Sibelius composed ten pieces consisting of overtures to the five acts and five other movements. It was first performed at the Swedish Theatre in Helsinki on 17 March 1905. Sibelius later slightly rearranged the music into a nine movement suite, which became one of his most popular concert works.

The second work on today’s montage is incidental music for Adolf Paul ‘s historical play King Christian II (Kuningas Kristian II). The original play deals with the love of King Christian II, ruler of Denmark, Sweden and Norway, for a Dutch girl, Dyvecke, a commoner. Sibelius composed seven movements in 1898 and the following summer, he composed three more movements, Nocturne, Serenade and Ballad. The ballad is a dramatic piece about the 1520 bloodbath which the king ordered in Stockholm. This movement shows already traits of the later First Symphony. Sibelius derived from the incidental music a suite of five movements, first performed in December 1898.

Karelia is in the south-east of Finland, a beautiful wilderness full of history and peasant music (nowadays it's in dispute between Finland and Russia). Sibelius loved the area - he went there on his honeymoon and had traveled all around.

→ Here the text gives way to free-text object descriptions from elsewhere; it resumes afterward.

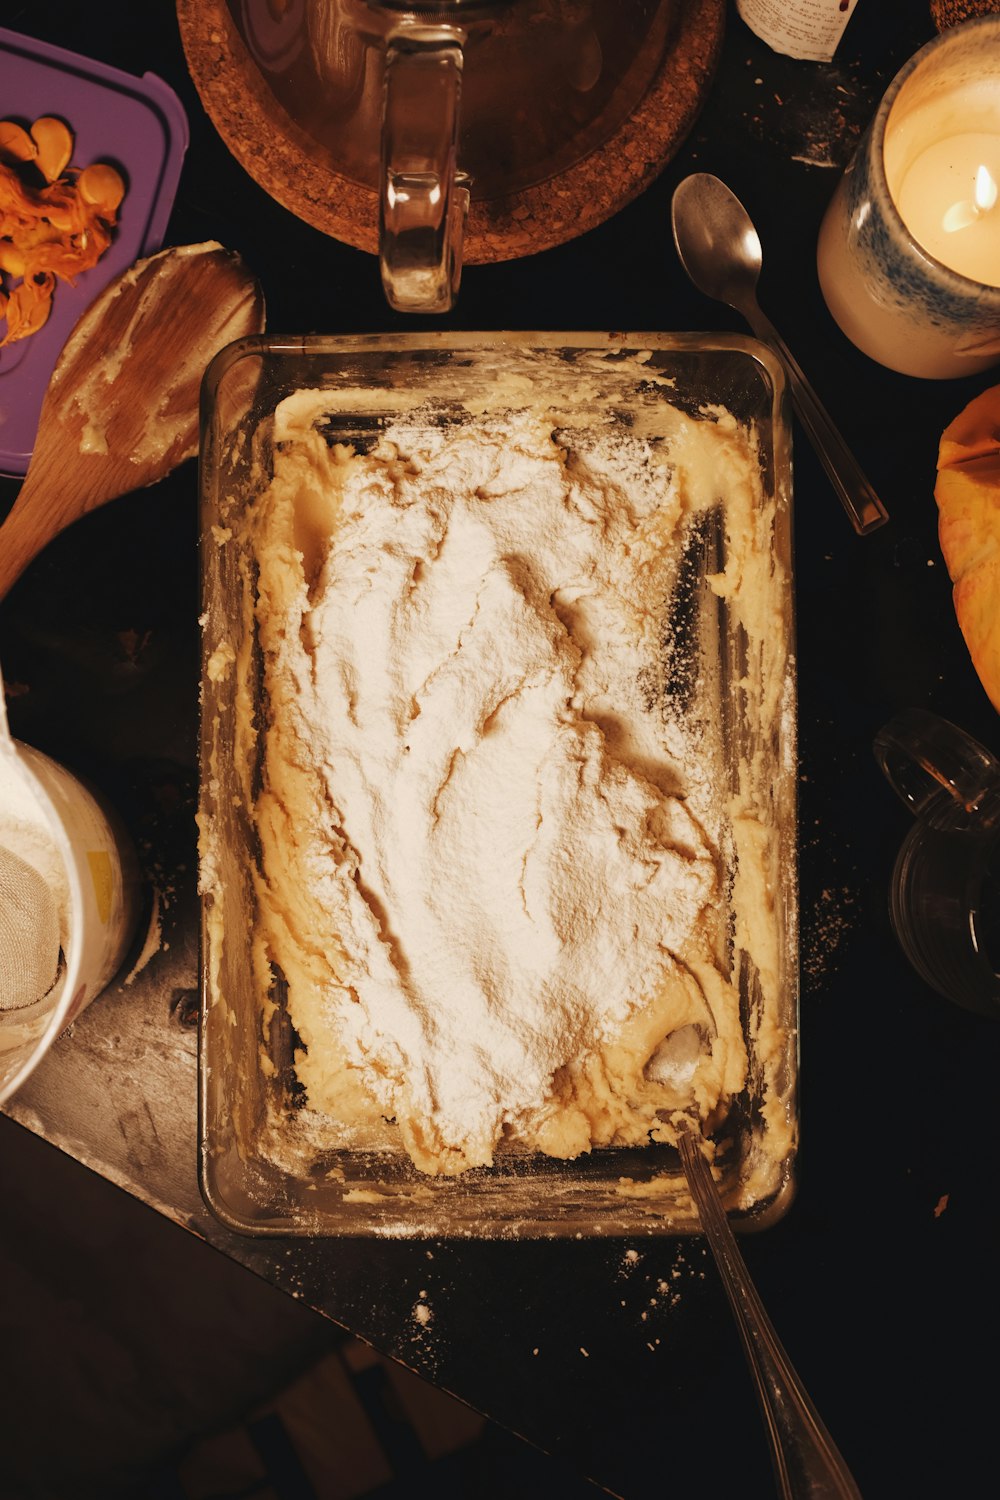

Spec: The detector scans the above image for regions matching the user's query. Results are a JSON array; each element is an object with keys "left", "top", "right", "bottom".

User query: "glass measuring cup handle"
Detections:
[
  {"left": 379, "top": 26, "right": 471, "bottom": 313},
  {"left": 873, "top": 707, "right": 1000, "bottom": 832},
  {"left": 875, "top": 708, "right": 1000, "bottom": 1017}
]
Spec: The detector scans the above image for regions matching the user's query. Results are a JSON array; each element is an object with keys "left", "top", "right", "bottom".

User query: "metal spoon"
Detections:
[
  {"left": 678, "top": 1130, "right": 863, "bottom": 1499},
  {"left": 671, "top": 172, "right": 888, "bottom": 537}
]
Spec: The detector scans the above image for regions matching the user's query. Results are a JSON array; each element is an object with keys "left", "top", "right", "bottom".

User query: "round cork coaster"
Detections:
[{"left": 176, "top": 0, "right": 725, "bottom": 266}]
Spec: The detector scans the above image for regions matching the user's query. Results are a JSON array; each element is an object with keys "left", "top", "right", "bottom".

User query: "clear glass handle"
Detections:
[
  {"left": 380, "top": 26, "right": 469, "bottom": 313},
  {"left": 873, "top": 707, "right": 1000, "bottom": 831}
]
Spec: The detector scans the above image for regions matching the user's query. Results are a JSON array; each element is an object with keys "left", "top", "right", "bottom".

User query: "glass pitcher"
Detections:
[
  {"left": 874, "top": 707, "right": 1000, "bottom": 1019},
  {"left": 232, "top": 0, "right": 677, "bottom": 311}
]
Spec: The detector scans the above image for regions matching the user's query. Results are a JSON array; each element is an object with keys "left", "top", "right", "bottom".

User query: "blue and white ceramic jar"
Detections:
[{"left": 817, "top": 17, "right": 1000, "bottom": 379}]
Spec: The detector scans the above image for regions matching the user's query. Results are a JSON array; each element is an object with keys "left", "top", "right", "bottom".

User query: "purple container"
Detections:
[{"left": 0, "top": 27, "right": 189, "bottom": 475}]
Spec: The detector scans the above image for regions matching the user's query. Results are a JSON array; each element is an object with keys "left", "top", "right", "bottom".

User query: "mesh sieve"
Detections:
[{"left": 0, "top": 843, "right": 61, "bottom": 1012}]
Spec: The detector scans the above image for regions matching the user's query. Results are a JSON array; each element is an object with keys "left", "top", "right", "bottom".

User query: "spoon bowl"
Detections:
[
  {"left": 671, "top": 172, "right": 888, "bottom": 537},
  {"left": 672, "top": 172, "right": 766, "bottom": 313},
  {"left": 0, "top": 241, "right": 266, "bottom": 600}
]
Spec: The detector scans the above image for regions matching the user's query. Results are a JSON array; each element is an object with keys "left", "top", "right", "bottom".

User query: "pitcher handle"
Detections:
[
  {"left": 873, "top": 707, "right": 1000, "bottom": 830},
  {"left": 380, "top": 26, "right": 469, "bottom": 313}
]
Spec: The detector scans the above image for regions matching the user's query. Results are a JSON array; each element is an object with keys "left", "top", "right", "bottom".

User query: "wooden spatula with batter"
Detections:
[{"left": 0, "top": 241, "right": 265, "bottom": 600}]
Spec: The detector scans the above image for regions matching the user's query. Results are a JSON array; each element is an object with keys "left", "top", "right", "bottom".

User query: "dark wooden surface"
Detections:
[{"left": 2, "top": 2, "right": 999, "bottom": 1496}]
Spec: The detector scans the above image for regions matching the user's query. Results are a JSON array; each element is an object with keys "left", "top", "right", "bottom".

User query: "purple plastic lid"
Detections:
[{"left": 0, "top": 27, "right": 189, "bottom": 476}]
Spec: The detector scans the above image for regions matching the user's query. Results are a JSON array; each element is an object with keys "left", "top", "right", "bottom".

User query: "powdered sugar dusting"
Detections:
[{"left": 247, "top": 396, "right": 755, "bottom": 1176}]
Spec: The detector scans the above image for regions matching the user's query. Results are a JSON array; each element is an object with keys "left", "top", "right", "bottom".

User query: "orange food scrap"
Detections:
[
  {"left": 30, "top": 117, "right": 73, "bottom": 183},
  {"left": 78, "top": 163, "right": 126, "bottom": 215},
  {"left": 0, "top": 120, "right": 36, "bottom": 165},
  {"left": 0, "top": 115, "right": 125, "bottom": 349}
]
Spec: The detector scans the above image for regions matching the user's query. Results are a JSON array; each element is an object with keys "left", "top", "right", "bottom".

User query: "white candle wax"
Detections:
[
  {"left": 894, "top": 131, "right": 1000, "bottom": 287},
  {"left": 819, "top": 20, "right": 1000, "bottom": 378}
]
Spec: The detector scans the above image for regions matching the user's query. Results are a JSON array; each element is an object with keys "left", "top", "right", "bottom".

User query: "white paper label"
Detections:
[{"left": 736, "top": 0, "right": 859, "bottom": 64}]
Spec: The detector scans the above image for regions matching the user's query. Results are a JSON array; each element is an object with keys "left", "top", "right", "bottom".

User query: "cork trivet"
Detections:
[
  {"left": 930, "top": 0, "right": 1000, "bottom": 28},
  {"left": 176, "top": 0, "right": 724, "bottom": 265}
]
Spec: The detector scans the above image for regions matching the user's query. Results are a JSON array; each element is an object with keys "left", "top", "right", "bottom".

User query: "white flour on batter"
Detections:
[{"left": 237, "top": 395, "right": 762, "bottom": 1175}]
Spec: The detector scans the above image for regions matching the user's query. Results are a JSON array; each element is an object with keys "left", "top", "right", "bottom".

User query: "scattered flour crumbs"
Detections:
[
  {"left": 398, "top": 1240, "right": 709, "bottom": 1365},
  {"left": 202, "top": 382, "right": 791, "bottom": 1181}
]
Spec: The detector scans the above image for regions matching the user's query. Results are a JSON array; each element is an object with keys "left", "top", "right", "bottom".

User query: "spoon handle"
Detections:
[
  {"left": 745, "top": 307, "right": 888, "bottom": 537},
  {"left": 678, "top": 1132, "right": 863, "bottom": 1499}
]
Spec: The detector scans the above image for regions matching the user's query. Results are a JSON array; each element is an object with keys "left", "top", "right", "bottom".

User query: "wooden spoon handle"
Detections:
[{"left": 0, "top": 486, "right": 53, "bottom": 600}]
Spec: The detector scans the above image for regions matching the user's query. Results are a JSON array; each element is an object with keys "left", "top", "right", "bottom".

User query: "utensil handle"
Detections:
[
  {"left": 748, "top": 308, "right": 888, "bottom": 537},
  {"left": 0, "top": 483, "right": 47, "bottom": 602},
  {"left": 379, "top": 26, "right": 469, "bottom": 314},
  {"left": 678, "top": 1133, "right": 863, "bottom": 1500}
]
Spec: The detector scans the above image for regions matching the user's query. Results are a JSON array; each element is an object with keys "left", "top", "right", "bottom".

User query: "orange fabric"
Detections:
[{"left": 935, "top": 384, "right": 1000, "bottom": 712}]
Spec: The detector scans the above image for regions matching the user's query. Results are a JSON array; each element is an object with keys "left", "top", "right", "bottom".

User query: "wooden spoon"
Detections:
[{"left": 0, "top": 241, "right": 265, "bottom": 600}]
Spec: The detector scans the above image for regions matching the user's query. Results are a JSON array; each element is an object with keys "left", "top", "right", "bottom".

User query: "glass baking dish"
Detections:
[{"left": 197, "top": 332, "right": 797, "bottom": 1239}]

In his early life Sibelius was hugely patriotic. One of his earliest pieces (from 1893) was a 7-part collection of incidental music for a play put on by the Viipuri Students' Association in Karelia (the play was also patriotic). The different musical images depicted historical scenes from the Karelia area. Karelia Music consists of an Overture, 8 Tableaux, and 2 Intermezzi. Later Sibelius took three of the pieces from his incidental music and jammed them together into an orchestral suite - the Karelia suite.

The Intermezzo is the only "original" movement of the suite. Sibelius borrowed the brass theme in the middle of Tableau 3 and made it into its own movement.
The Ballade was based on Tableau 5, and is "sung" by a bard (on cor anglais), reflecting the mood of a fifteenth-century Swedish king, Karl Knutsson, reminiscing in his castle whilst being entertained by a minstrel.

Alla Marcia is an exhilarating march, which was originally incidental to Tableau 5½ and is practically the same as the original music, except for some minor chord changes.


I think you will love this music too.